Miller argues that, in fact, organizations and institutions could change the notion of work, rather than thinking that the only model of success is working a 60+ hour week. Let's not forget that many women (ambitious or otherwise) work that many hours a week already. It's just that, once they have a family, they ain't gonna be doing it in their place of employment. 

So — change what 'work' is. Remember that it's carried out by human beings, who still operate in lunar cycles with circadian rhythms, aging year by year, reproducing awkwardly at around the time they reach full working capacity (go figure). 

'Work' is, presumably, an activity that keeps a system going, prevents a system from dysfunctioning, or starts up a new system. 'Work' must be whatever doesn't just happen by itself. It takes work to prevent a garden running wild, to produce food, or to keep a house or a street or a city clean. It takes work to produce books, and teach students. It takes work to sew all those cheap garments we're used to buying. It takes work to triage patients and then operate on them, or give them medication. It takes work to lose weight, not lose your temper, to fundraise, to avoid workplace politics. 

'Work' takes place in real time: time that is real by virtue of actually passing, never to come again, moving in just one direction.

Project-based working is fantastic, as is flexi-time (at least on paper). Trust is another key ingredient — if you take all that trouble to recruit, don't you want to trust your people? If you run your work around your people, the work will get done. If you treat them like battery chickens, they will lay for a little while, and then leave, and you'll have to train up a whole new bunch of expendable chickens. And they'll hate you for it. 

For my money, project-based work, trust, and a very calm working space are the biggest keys. You can add to that training project managers to help them communicate with clients and manage unreasonable expectations. Finally, transparent office calendar systems (online calendars can be abused and filled up with pointless meetings — you want something wall-mounted that everyone can use). Scheduling the most important meetings within school hours is perfectly feasible (most people are at their best then anyway, and need the time to write up notes etc at the end of the day). 

Ultimately all this points to the ideal of emphasizing quality over quantity. Leave quantity to statisticians and nerds, who love to aggregate and average, and unitize. People are not the same as the stuff that goes on shelves, or gets typed into computers. They are people. 

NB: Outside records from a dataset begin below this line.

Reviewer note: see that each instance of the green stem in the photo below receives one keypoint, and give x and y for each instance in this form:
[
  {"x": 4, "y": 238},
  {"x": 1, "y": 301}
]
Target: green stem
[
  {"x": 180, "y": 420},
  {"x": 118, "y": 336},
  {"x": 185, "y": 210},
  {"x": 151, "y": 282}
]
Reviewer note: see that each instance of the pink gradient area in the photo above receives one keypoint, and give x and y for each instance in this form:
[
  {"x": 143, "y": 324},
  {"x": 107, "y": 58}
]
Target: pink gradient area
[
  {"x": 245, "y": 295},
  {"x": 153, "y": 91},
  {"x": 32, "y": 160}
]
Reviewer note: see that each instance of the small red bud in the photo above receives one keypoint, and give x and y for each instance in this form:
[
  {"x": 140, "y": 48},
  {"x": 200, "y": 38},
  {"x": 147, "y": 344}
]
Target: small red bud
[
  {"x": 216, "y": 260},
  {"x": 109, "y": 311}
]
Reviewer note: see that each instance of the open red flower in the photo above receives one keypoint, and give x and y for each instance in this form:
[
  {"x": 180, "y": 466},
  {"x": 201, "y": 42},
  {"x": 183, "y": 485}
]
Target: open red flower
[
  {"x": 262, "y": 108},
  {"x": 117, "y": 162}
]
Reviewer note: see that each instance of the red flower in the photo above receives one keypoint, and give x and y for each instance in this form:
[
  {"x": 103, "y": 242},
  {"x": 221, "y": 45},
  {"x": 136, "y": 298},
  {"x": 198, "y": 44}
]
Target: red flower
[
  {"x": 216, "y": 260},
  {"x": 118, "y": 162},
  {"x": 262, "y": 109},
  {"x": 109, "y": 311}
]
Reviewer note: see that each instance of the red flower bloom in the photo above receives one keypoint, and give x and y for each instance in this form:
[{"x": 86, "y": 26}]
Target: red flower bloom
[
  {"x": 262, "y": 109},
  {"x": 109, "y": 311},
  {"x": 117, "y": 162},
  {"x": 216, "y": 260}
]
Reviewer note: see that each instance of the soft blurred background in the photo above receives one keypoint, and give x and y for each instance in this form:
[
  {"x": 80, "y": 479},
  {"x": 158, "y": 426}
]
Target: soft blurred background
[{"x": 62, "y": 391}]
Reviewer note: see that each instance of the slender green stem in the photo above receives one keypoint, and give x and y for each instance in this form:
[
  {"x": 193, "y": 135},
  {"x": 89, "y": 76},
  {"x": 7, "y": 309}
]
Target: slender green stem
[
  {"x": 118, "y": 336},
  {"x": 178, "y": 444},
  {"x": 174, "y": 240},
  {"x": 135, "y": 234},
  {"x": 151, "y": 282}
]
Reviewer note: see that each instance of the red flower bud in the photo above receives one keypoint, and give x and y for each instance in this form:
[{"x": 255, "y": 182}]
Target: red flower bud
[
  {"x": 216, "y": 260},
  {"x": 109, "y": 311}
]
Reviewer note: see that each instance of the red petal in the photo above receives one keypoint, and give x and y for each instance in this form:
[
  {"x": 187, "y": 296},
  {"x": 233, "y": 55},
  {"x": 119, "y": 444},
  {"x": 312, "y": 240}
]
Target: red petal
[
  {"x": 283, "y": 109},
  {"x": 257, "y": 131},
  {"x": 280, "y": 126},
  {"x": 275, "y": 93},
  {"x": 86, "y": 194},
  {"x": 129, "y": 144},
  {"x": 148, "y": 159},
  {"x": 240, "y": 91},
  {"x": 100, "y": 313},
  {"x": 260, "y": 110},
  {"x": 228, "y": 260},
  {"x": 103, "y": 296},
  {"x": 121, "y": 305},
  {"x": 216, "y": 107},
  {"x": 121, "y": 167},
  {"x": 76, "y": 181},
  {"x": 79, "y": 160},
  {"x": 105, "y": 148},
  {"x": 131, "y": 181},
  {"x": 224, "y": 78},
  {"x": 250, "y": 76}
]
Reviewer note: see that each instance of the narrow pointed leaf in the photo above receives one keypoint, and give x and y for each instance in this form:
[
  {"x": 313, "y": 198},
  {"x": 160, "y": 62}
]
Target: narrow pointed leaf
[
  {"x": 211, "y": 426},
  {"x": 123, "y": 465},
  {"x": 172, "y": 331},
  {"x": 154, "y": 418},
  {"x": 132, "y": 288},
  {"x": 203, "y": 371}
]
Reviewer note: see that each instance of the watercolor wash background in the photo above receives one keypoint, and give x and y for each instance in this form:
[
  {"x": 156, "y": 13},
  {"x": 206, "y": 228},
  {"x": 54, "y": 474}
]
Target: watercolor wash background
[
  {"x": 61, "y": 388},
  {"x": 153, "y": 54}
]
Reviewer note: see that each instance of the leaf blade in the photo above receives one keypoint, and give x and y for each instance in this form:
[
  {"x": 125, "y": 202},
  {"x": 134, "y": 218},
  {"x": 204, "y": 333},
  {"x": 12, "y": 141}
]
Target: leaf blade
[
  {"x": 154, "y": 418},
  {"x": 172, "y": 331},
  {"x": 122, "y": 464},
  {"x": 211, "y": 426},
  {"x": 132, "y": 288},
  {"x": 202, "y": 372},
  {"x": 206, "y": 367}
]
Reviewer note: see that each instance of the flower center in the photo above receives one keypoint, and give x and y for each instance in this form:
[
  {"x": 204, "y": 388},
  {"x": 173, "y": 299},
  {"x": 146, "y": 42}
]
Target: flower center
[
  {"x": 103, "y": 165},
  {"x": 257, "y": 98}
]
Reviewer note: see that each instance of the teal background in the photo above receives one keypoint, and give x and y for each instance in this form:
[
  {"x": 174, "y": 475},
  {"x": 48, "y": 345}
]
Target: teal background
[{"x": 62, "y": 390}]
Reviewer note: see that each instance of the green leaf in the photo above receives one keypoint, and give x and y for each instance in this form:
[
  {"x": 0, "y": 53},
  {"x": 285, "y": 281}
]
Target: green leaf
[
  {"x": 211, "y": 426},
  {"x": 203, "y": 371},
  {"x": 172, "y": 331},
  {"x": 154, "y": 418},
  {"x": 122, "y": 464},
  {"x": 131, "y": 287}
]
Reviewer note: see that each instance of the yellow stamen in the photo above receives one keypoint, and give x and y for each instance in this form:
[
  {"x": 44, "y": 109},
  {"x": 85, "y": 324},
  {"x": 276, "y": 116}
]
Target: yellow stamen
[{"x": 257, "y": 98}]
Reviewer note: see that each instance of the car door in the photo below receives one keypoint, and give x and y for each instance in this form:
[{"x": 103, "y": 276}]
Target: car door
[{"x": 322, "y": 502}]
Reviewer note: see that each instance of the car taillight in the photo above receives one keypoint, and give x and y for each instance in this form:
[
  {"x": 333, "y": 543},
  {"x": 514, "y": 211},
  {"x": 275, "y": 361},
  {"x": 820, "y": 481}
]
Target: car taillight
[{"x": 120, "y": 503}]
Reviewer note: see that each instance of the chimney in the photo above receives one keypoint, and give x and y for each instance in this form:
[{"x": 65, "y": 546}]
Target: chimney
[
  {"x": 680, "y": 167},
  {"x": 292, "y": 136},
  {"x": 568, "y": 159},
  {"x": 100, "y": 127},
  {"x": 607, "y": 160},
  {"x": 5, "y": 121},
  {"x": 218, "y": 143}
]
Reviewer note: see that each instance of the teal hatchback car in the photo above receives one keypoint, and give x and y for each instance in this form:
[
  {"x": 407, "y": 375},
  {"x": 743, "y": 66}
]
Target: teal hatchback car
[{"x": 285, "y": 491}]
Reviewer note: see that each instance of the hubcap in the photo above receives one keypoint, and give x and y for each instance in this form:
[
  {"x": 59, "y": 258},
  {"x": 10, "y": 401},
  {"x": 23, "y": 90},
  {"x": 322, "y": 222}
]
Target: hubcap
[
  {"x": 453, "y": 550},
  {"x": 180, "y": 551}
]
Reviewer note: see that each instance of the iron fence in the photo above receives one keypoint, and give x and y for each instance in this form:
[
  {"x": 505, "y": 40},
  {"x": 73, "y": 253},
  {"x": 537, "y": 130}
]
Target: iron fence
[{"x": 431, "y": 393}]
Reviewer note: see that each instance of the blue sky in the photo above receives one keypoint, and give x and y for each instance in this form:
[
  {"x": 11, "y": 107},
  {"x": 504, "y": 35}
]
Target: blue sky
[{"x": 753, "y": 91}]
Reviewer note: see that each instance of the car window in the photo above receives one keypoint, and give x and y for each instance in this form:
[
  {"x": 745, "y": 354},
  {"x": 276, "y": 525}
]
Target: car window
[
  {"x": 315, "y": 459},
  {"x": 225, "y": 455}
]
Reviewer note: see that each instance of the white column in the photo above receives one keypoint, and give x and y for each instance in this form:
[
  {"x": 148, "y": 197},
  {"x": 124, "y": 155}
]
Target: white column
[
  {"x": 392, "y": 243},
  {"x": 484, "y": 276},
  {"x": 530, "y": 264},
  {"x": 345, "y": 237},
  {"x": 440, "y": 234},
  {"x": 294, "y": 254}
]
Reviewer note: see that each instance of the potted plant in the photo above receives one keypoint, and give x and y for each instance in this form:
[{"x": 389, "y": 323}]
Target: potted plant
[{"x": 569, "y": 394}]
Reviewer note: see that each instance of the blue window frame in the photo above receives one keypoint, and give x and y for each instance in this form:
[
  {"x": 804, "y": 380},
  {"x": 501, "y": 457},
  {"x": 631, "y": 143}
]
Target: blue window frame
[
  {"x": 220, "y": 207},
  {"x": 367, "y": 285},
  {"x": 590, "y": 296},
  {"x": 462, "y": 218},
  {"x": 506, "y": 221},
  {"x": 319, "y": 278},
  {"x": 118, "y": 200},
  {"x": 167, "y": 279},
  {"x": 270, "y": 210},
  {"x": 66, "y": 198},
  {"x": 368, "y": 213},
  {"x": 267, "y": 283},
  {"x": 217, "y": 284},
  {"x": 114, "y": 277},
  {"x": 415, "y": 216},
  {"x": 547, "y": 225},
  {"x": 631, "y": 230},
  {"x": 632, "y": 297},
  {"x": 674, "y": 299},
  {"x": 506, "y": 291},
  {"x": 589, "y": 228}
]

All of this thinking applies whether you are male or female. Women are forced to think about time more intensely and creatively, because they are the ones confronted with double and triple workloads once they have children, and so they have found ingenious ways round it. 

I don't really see how it's a "loss" if ambitious women leave workplaces that demand their souls. Those same women don't lie down and die, they start new businesses of their own, they work freelance and parttime, they grow far stronger networks than they had before, they welcome the notion of portfolio careers, they undertake project-based work around their families, they have more time to breathe, and they work until they regain control over their lives. Isn't that a key definition of success?